Everyday Reality for one hundred twenty thousand Refugees in the Massive Refugee Camp on the Mali Frontier.

A number of mornings a week, Mohamed ‘Momo’ Ag Malha treks at least 7 miles (11km) around the vast Mbera refugee camp in southeastern Mauritania that has been his dwelling since 2012. The exercise keeps the 84-year-old camp coordinator mentally and physically fit, and enables him to assess the wellbeing of other inhabitants.

His first stay in Mauritania occurred in 1991, when he left Mali as Tuareg rebels battled with the army in his native Timbuktu province.

After four years as a refugee, he went back and worked for a year as a community worker before transitioning to a teacher. Then in 2012, the Tuareg unrest once again pushed him across the border.

The former math and science teacher says he feels deeply sympathetic for the young residents of Mbera, which is located approximately 30 miles from the Malian border.

“Some of the kids who were born here in Mbera have never even seen Mali,” he says. “They do not know their nation [and] that is difficult because a refugee always has dual loyalties: one here, where he lives, and another over there, in his homeland, which he longs to revisit one day.”

Originally planned as a few thousand dwellings, Mbera now houses around 120,000 refugees, according to the United Nations High Commissioner for Refugees. In furthermore, it is calculated that at least 154,000 refugees live in nearby villages across the Hodh Ech Chargui region. More than half are under 18.

Government representatives say the area is the third largest human community in Mauritania after Nouakchott and Nouadhibou, the governmental and business centers.

Each month, thousands more refugees come across the border, escaping a jihadist insurgency that took over the Tuareg rebellion and has since left extensive areas of the country lawless. Aid workers – particularly at the UN World Food Programme (WFP) and Unicef office in the town of Bassikounou, which assists the camp and adjacent settlements – cannot stop worrying. They have faced declining resources as foreign donors – most notably the now defunct USAID – have severely slashed funding this year.

“We’ve gone from [being able to] assist almost 90,000 people with both nutritional aid or money every month to about 53,000 … and had to discontinue crucial nutrition programmes for hungry children and mothers due to funding cuts,” says Aliou Diongue, country director for WFP.

The camp has many of the characteristics of a established settlement, including its own bank, eight schools, a market with more than 500 stores, and volleyball and football programmes. Members of a parent-teacher association use loudspeakers to get more children enrolled in school.
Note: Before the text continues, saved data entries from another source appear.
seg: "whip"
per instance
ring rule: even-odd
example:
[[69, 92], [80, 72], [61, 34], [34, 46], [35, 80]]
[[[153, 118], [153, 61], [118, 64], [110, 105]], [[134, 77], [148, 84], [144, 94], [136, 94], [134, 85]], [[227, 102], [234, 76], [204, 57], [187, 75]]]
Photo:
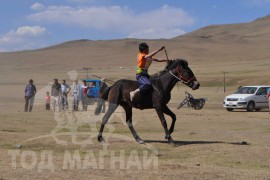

New comers are processed by aid workers and state agents using biometric systems.

Nearby, police patrols guard the camp from the threat of armed groups just a few miles from the border.

Some residents have taken on new roles with gusto: volunteers in the SOS Desert organisation grow crops for sale and run an firefighting unit putting out bushfires; members of a women’s resource network care for those injured by jihadist attacks and pregnant women while also raising awareness about schooling girls.

But the camp’s requirements are obvious.

“We have the will, we have the women, but not enough financial support or materials,” a leading member of the network says. “Sometimes we reuse what little we have, but it is not enough for the requirements of the camp.”

In the schools, the children are provided one meal daily by WFP. At one school with 100 children per class, six or seven of them gather by a big tray to eat the same meal every school day – rice that is largely basic, save for a few legumes.

“We’re still providing school meals, staple provisions, and cash assistance in the Mbera camp, but it’s not enough,” says Diongue. “We’re concentrating on the most at-risk while working tirelessly to obtain new funding through the diversification of our support network.”

The meals are funded by recent gifts including several thousand tonnes of rice supplied by the South Korean government – the only goods in a most of the warehouses. A few donors are also helping start business programmes to help refugees farm and rear animals so they can generate funds and boost their quality of life.

Though Malha supervises everything conscientiously, helping the aid workers’ assist the most needy households, his heart aches to return to Mali.

“When you leave your country, you lose everything – your work, your home, your family sometimes,” he says. “Here, you are entirely reliant on humanitarian aid. Sometimes that aid is adequate, sometimes it is not. And when it is not, you suffer.
“We thank the Mauritanian authorities and the humanitarian organisations for what they have done for us but it is not the same as being in your own country, working with your own hands and living with self-respect.”
Colin Knight
Colin Knight

A tech journalist and digital strategist with over a decade of experience covering emerging technologies and cybersecurity trends.